Guastalla. Un folto gruppo di studenti dell'Istituto Russell ha incontrato il vocalist-attore.
MATTEO SETTI "IL CANTASTORIE" SALE IN CATTEDRA
Nei suoi racconti, i dietro le quinte di una vita "tra palco e realtà"
A scuola sì, ma di Musical: è stata una lezione inconsueta - ma non meno istruttiva delle solite - quella di giovedì mattina 1° febbraio, per un centinaio di alunni dell'Istituto "Russell" di Guastalla. Per iniziativa dei giovani di Otia (un gruppo di studenti - coordinato dalla prof. Patrizia Vezzani - che si occupa di gestire e programmare eventi culturali, anche extrascolastici), le cinque classi del Liceo delle Scienze sociali e il "gruppo Teatro" hanno partecipato all'incontro col cantante reggiano Matteo Setti.
Non si esagera definendolo una delle migliori voci di tutto il panorama musicale italiano. Setti è noto ormai da tempo al grande pubblico per l'eccellente interpretazione del cantastorie Gringoire nell'«opera popolare» Notre Dame de Paris.
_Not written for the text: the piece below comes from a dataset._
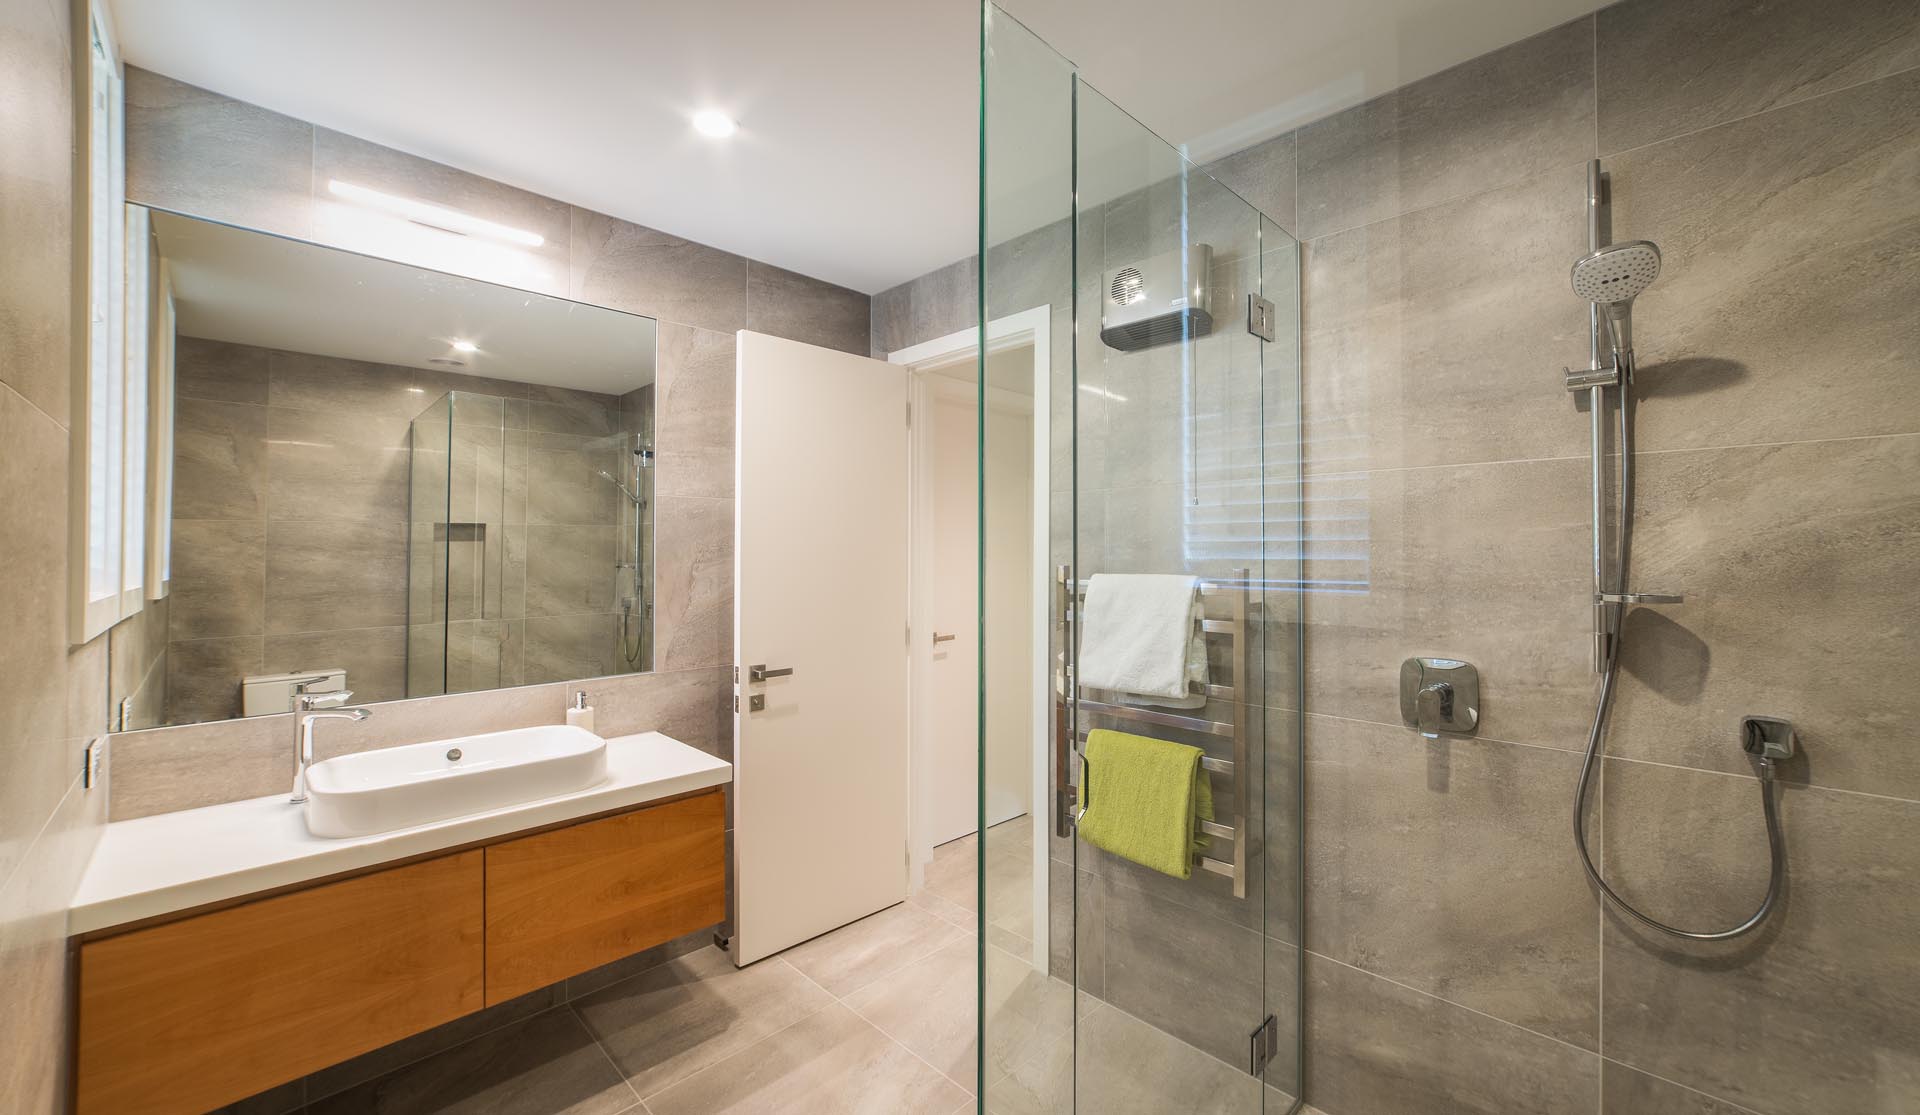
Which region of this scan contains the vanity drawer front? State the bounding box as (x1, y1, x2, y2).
(484, 790, 726, 1003)
(75, 849, 484, 1115)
Sale in cattedra, e ne esce subito l'indole energica e solare. Per oltre un'ora, l'intera Aula magna sta ad ascoltarlo con piacere. Non fatica ad instaurare un contatto «live» col suo giovanissimo uditorio. Sa essere comunicativo, istintivo, spontaneo. Proprio come quand'è sul palco: si racconta, scherza, diverte e si diverte in prima persona. Lo si vede dalla gestualità spigliata, ma ancor di più dagli occhi, che s'illuminano specie quando gli chiedono cosa significhi stare in scena. Una magia che si ripete ogni volta, costruita però in anni di prove e sacrifici. Nessuna facile illusione.
Classe 1972, figlio d'arte (di padre cantante e musicista negli anni '60), Matteo imbocca il sentiero artistico quasi... inconsapevolmente, in parallelo con una vita normalissima.
Le occasioni gli si presentano una dopo l'altra, inattese. Lui la chiama "fortuna". Forse è qualcosa di più.
Nel parlare, alterna alcuni aneddoti ("... interminabile l'attesa di quelle ore in ansia, durante le selezioni per il cast di Notre Dame") a vere e proprie nozioni tecniche di canto, non senza dare - su richiesta esplicita - qualche saggio concreto delle sue capacità.
Le sue potenzialità le ha scoperte relativamente tardi. "La folgorazione? Nel '91, quando seguii in tv i funerali di Freddie Mercury". Un evento che lo sblocca e gli fa scoprire una passione prima sconosciuta, il canto. Di lì a pochi anni si ritrova a emulare il leader dei Queen (e ci riesce bene) con la band dei Radio Ga Ga. "La nostra terra, l'Emilia, è feconda di promesse e talenti. Beh, coraggio ragazzi, continuiamo così!".
Mesi e mesi vissuti calcando i palcoscenici dei più grandi teatri del Paese, a fianco di attori e ballerini, hanno certo allargato i suoi orizzonti e affinato la sua sensibilità artistica. Non male come curriculum per uno che fino a vent'anni non aveva mai preso una lezione di canto.
Ma non c'è solo la voce. "Specialmente quando si è 'personaggi' in uno spettacolo, si deve sempre conservare anche una connessione diretta coi movimenti, la fisicità, la gestualità, le espressioni del volto. L'aspetto emotivo poi, è fondamentale: il 'sentire' e vivere come un brivido lungo la schiena quello che si sta eseguendo - in perfetta simbiosi tra il sentimento dell'artista e le sue potenzialità fisiche - è il modo più vero di 'passare' agli spettatori l'emozione. Più il corpo 'si apre' e rimane fluido, più la voce e il suono escono ampi, viaggiando dritti verso chi ci guarda e ascolta".
Prima di congedarsi, sospinto dalle vivaci richieste di tanti, Matteo concede un «solo voice», sfoggiando la sua voce calda e potente per l'esecuzione di "Luna", uno dei brani più intensi del repertorio di Notre Dame. Spettacolare, è proprio il caso di dire. "Ho un particolare legame affettivo con questa canzone", spiega, mentre il suo viso si vela appena di commozione, prima di chiudere gli occhi e lasciarsi trasportare dalle note. "Mi ricorda mio padre. Morì in quei giorni, fra il 2001 e il 2002, proprio quando con Notre Dame stavamo raggiungendo il successo...".